# TDI Capstone Project, Part 1: Linking inspections to violations 

Unfortunately, no ID is given to unequivocally link violations to the inspections in which they were discovered. Therefore, a violation is linked ot an inspection (a "failed" inspection) if the inspection and violation occur at the same pollution source, if the violation occurs within `insp_viol_thresh_days` days of the previous inspection at the source, and if no other violations were reported between the inspection and violation of concern. `insp_viol_thresh_days` can be given any value. I chose 365 days because it gave the best model results.

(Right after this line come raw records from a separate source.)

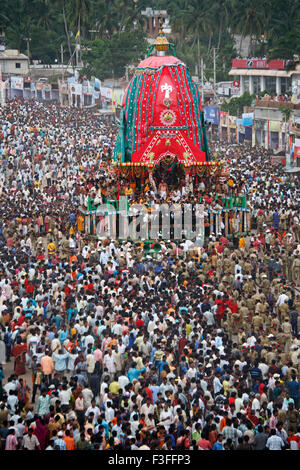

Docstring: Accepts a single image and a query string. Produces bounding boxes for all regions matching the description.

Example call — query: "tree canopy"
[0,0,300,80]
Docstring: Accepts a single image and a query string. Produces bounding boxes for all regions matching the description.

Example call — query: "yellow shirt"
[239,238,246,249]
[48,243,55,254]
[109,382,121,395]
[77,215,84,232]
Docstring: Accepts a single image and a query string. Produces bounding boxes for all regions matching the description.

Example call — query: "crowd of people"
[0,100,300,451]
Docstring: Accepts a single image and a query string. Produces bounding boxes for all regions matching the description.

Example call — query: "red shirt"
[197,438,212,450]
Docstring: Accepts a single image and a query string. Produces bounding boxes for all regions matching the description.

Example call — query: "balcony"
[255,100,300,109]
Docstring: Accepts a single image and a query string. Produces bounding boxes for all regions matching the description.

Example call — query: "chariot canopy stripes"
[114,29,210,167]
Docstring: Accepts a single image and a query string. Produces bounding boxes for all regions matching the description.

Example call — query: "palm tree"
[66,0,94,37]
[231,0,269,55]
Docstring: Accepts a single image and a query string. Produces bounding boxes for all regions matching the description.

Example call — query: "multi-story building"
[0,49,29,80]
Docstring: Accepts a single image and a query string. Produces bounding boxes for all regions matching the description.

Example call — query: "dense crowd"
[0,100,300,450]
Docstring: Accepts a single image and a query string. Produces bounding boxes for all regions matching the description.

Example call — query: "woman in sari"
[33,418,48,450]
[12,338,27,375]
[18,379,30,412]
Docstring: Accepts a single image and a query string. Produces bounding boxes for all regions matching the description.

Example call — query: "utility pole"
[24,38,31,63]
[201,57,204,105]
[60,44,65,81]
[214,47,216,92]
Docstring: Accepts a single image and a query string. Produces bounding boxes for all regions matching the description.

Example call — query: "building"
[0,49,29,80]
[229,58,299,96]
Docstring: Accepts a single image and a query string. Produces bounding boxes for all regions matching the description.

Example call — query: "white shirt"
[266,436,284,450]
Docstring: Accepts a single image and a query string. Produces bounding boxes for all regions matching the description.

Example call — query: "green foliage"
[82,30,147,80]
[221,91,255,117]
[0,0,300,81]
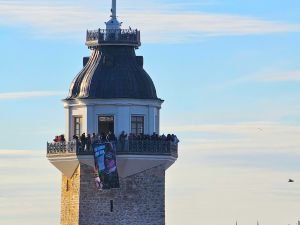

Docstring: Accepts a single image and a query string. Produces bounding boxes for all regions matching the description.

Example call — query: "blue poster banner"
[93,142,120,190]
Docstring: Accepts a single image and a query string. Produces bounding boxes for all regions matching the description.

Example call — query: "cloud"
[0,91,66,101]
[0,1,300,42]
[164,121,300,154]
[249,70,300,82]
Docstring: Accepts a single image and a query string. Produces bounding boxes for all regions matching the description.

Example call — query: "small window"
[131,116,144,135]
[74,116,81,137]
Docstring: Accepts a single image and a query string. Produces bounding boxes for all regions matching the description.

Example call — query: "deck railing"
[47,140,178,158]
[86,29,141,46]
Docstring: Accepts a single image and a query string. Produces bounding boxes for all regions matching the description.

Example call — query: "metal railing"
[47,140,178,158]
[86,29,141,46]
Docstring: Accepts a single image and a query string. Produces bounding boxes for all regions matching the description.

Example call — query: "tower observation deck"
[47,0,179,225]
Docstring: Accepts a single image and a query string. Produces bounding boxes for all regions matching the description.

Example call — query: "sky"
[0,0,300,225]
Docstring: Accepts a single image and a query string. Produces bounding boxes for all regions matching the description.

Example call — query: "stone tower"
[47,0,178,225]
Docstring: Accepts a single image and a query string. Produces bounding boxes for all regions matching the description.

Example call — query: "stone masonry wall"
[60,167,80,225]
[78,165,165,225]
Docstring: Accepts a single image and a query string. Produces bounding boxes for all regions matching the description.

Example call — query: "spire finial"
[111,0,117,19]
[105,0,122,30]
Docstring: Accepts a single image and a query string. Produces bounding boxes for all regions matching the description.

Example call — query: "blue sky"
[0,0,300,225]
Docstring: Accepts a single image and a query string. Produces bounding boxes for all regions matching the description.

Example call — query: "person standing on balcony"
[119,130,127,152]
[80,133,86,151]
[86,134,92,151]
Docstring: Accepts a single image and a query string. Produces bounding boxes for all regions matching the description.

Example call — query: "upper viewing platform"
[86,29,141,49]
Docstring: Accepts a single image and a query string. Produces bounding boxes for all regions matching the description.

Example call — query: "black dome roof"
[67,46,158,99]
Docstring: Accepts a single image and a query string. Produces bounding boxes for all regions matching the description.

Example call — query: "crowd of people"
[53,131,179,150]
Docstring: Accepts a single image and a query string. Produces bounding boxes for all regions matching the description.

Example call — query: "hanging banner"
[94,142,120,189]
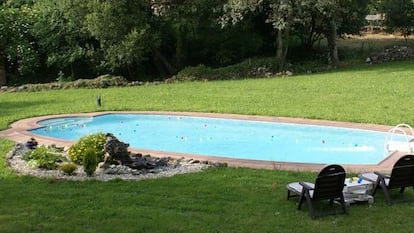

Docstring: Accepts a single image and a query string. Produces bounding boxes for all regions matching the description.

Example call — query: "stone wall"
[365,46,414,64]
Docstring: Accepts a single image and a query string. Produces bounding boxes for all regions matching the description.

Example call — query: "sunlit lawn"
[0,61,414,232]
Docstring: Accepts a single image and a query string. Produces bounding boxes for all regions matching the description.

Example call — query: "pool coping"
[0,111,407,173]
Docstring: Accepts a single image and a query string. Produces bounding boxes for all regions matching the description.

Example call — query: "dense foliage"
[0,0,414,85]
[22,146,66,170]
[68,133,105,164]
[0,0,376,85]
[82,147,99,176]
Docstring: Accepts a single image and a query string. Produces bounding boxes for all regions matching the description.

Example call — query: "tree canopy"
[0,0,414,85]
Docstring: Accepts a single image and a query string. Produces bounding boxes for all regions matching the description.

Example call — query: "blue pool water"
[31,114,394,164]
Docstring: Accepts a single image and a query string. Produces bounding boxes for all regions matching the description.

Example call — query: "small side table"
[343,177,374,205]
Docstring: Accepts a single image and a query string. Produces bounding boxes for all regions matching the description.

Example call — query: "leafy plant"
[22,146,66,170]
[68,133,105,164]
[82,148,99,176]
[59,162,78,175]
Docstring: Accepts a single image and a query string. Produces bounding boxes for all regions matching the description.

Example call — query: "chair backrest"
[312,164,346,199]
[387,155,414,189]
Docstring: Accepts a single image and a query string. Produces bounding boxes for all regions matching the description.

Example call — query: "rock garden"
[7,133,226,181]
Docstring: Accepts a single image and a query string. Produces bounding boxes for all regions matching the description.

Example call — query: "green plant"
[68,133,105,164]
[22,146,66,170]
[59,162,78,175]
[82,148,99,176]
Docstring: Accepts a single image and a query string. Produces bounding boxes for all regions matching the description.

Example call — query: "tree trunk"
[175,26,187,68]
[276,29,289,71]
[0,56,7,86]
[326,20,339,67]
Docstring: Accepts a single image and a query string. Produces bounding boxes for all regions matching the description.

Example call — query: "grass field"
[0,61,414,232]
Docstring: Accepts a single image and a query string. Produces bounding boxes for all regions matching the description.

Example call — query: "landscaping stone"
[6,143,225,181]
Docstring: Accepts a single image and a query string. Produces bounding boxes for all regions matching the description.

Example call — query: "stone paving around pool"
[0,111,404,173]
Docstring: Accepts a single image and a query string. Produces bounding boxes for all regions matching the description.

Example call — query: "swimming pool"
[31,114,398,164]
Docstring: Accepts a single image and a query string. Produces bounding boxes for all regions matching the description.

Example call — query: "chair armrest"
[374,172,390,179]
[299,181,315,190]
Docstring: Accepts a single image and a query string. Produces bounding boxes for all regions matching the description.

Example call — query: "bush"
[82,148,98,176]
[175,58,276,81]
[22,146,66,170]
[68,133,105,164]
[59,163,78,175]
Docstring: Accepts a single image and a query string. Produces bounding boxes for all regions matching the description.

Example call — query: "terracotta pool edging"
[0,111,403,173]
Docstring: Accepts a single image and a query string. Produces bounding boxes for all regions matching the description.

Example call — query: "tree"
[381,0,414,39]
[86,0,160,78]
[0,3,39,85]
[221,0,300,71]
[34,0,97,78]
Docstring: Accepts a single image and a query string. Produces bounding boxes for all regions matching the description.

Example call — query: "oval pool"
[31,114,394,164]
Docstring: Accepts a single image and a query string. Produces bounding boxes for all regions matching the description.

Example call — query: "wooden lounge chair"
[359,155,414,205]
[287,164,347,218]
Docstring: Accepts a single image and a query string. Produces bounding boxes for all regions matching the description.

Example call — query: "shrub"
[68,133,105,164]
[82,148,98,176]
[22,146,66,170]
[59,163,78,175]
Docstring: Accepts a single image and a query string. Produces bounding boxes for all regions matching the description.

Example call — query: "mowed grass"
[0,61,414,232]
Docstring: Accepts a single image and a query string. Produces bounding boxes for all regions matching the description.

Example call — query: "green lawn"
[0,61,414,232]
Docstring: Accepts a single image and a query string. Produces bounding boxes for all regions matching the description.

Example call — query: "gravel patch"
[7,144,220,181]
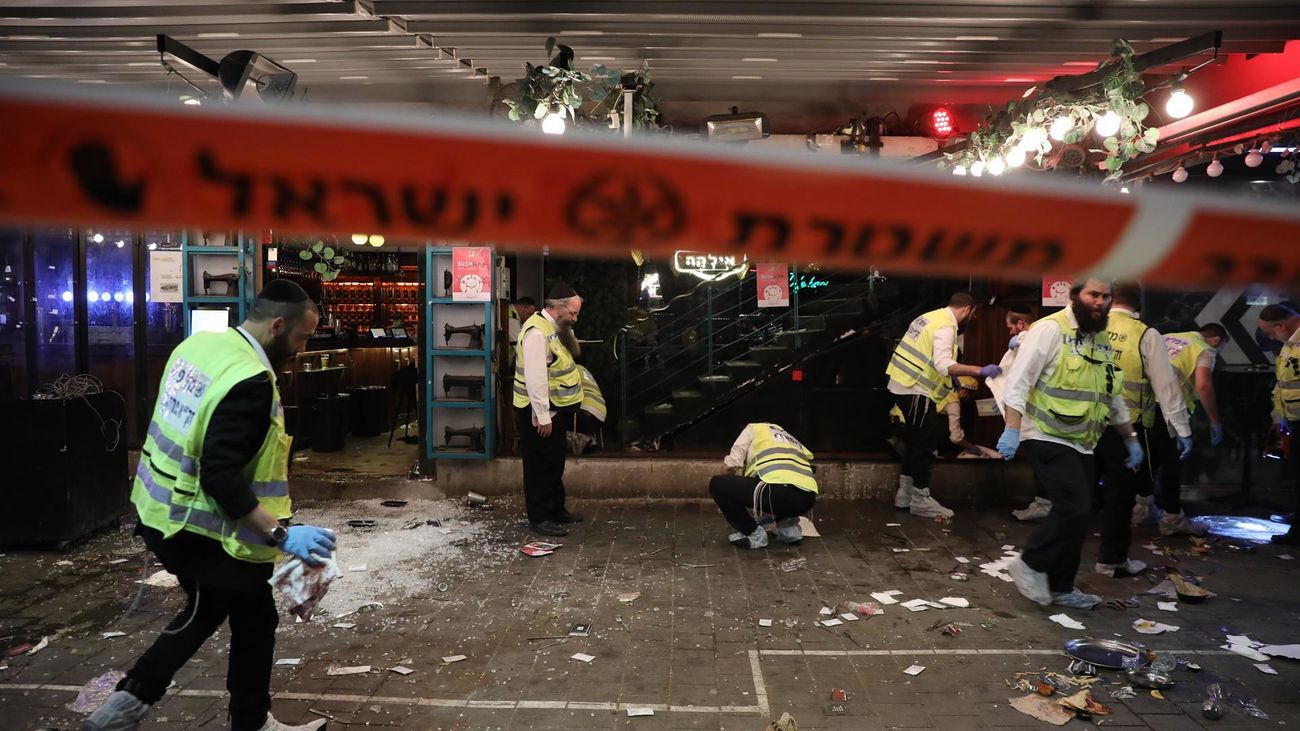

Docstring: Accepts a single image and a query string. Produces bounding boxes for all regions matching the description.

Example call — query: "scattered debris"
[1048,613,1087,630]
[64,670,126,713]
[325,665,371,675]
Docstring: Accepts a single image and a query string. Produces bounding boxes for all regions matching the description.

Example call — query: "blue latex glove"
[997,429,1021,459]
[1125,440,1145,470]
[280,525,334,566]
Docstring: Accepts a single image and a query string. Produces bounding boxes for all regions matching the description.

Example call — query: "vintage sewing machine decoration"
[442,427,484,451]
[442,323,485,349]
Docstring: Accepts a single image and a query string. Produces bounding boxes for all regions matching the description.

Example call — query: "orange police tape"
[0,82,1300,287]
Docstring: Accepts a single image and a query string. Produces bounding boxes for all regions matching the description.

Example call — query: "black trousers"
[515,407,573,524]
[1096,424,1152,563]
[709,475,816,528]
[1021,440,1096,593]
[893,394,948,488]
[117,572,280,731]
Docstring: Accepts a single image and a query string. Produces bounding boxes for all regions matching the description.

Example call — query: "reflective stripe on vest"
[885,307,957,406]
[1024,310,1123,450]
[1106,312,1156,428]
[511,312,582,408]
[745,424,818,494]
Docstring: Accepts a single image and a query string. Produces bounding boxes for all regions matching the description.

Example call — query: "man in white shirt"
[512,282,582,536]
[1095,282,1192,579]
[997,277,1143,609]
[885,291,1002,519]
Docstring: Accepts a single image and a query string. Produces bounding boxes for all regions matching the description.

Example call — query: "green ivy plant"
[944,40,1160,181]
[298,241,347,282]
[504,38,592,125]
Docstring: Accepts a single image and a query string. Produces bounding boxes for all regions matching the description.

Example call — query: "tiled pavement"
[0,494,1300,731]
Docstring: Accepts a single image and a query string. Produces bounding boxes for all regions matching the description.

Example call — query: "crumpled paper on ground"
[270,557,342,622]
[65,670,126,713]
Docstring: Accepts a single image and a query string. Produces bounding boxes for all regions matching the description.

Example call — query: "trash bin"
[311,393,350,451]
[347,386,389,437]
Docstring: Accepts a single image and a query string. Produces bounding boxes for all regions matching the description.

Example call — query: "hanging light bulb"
[1092,111,1119,138]
[1165,86,1195,120]
[542,108,564,134]
[1048,116,1074,142]
[1019,127,1050,152]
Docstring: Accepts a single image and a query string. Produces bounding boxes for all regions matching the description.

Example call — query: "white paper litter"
[1048,613,1087,630]
[325,665,371,675]
[1134,619,1178,635]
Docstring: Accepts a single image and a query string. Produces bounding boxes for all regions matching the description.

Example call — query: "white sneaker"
[1131,496,1165,525]
[776,515,803,545]
[1093,558,1147,579]
[1010,558,1052,606]
[907,488,953,518]
[81,691,150,731]
[1011,497,1052,520]
[1160,511,1205,536]
[257,713,325,731]
[727,525,767,549]
[894,475,913,510]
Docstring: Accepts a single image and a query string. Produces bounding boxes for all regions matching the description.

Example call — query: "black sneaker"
[528,520,568,536]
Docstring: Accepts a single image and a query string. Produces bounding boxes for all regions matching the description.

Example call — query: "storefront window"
[0,230,27,399]
[27,229,77,392]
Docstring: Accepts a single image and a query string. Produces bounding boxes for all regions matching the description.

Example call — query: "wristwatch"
[267,525,289,548]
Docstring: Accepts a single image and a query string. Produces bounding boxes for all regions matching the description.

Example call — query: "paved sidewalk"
[0,501,1300,731]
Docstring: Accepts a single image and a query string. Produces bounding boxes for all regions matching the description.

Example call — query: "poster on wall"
[754,264,790,307]
[1043,277,1070,307]
[451,246,491,302]
[150,251,185,302]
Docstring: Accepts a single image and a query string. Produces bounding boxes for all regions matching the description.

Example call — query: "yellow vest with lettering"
[1024,310,1123,450]
[512,312,582,408]
[1165,332,1213,415]
[1106,312,1156,429]
[885,307,957,407]
[745,424,816,494]
[131,328,293,563]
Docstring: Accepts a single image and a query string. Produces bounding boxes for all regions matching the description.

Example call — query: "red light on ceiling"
[931,107,953,137]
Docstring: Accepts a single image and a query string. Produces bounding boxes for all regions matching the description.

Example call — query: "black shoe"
[528,520,568,536]
[1273,528,1300,546]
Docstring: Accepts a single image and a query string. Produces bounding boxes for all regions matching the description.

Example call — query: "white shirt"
[520,310,555,427]
[1110,304,1190,437]
[889,307,957,398]
[1004,308,1130,454]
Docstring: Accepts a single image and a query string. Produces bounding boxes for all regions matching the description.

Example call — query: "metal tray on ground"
[1065,640,1151,670]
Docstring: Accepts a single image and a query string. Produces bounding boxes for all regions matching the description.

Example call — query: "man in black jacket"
[82,280,334,731]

The purpose of the code in this notebook is to draw these connections. 

In [6]:
import pandas as pd
import numpy as np
import os
import datetime
import matplotlib.pyplot as plt

from external_variables import data_path
start_date = pd.Timestamp(year=2003,month=1,day=1)
end_date = pd.Timestamp(year=2018,month=12,day=31)
insp_viol_thresh_days = 365
insp_event_thresh = 14

In [15]:
def load_raw_inspections(file_path,start_date=pd.Timestamp(year=2013,month=1,day=1),
                     end_date=pd.Timestamp(year=2018,month=12,day=31)):
    """Loads raw inspection data (directly from downloaded file), returns cleaned/parsed dataframe."""
    
    # Load data, parse dates manually (didn't work in load function for some reason?)
    fces_pces = pd.read_csv(file_path,dtype=str,parse_dates=['ACTUAL_END_DATE'])
    fces_pces['ACTUAL_END_DATE'] = fces_pces['ACTUAL_END_DATE'].apply(
                            lambda x: datetime.datetime.strptime(x,'%m-%d-%Y'))
    
    # Restrict dates to specified time period
    fces_pces = fces_pces[(fces_pces['ACTUAL_END_DATE']>=start_date) & 
                          (fces_pces['ACTUAL_END_DATE']<=end_date)]
    
    # Drop inspections without a date, sort. 
    fces_pces = fces_pces.dropna(axis=0,subset=['ACTUAL_END_DATE'])
    fces_pces = fces_pces.sort_values(by=['PGM_SYS_ID','ACTUAL_END_DATE'],axis=0)
    
    return fces_pces


def time_since_prev(df,date_col='ACTUAL_END_DATE',group_col='PGM_SYS_ID'): 
    """Adds new column: time since the previous inspection"""
    if group_col is not None: 
        time_diff = df.groupby(group_col)[date_col].diff()/pd.Timedelta('1 days')
        time_diff[time_diff.isnull()]=np.NaN
        time_diff = time_diff.astype(float)
    else: 
        time_diff = df[date_col].diff()/pd.Timedelta('1 days')
        time_diff[time_diff.isnull()]=np.NaN
        time_diff = time_diff.astype(float)
    return time_diff


def merge_events(df,time_since_col='time_since_prev',days_thresh=14): 
    """Merge inspection events that occur within 14 days of each other"""
    return df[((df[time_since_col]>days_thresh)) | (df[time_since_col].isna())]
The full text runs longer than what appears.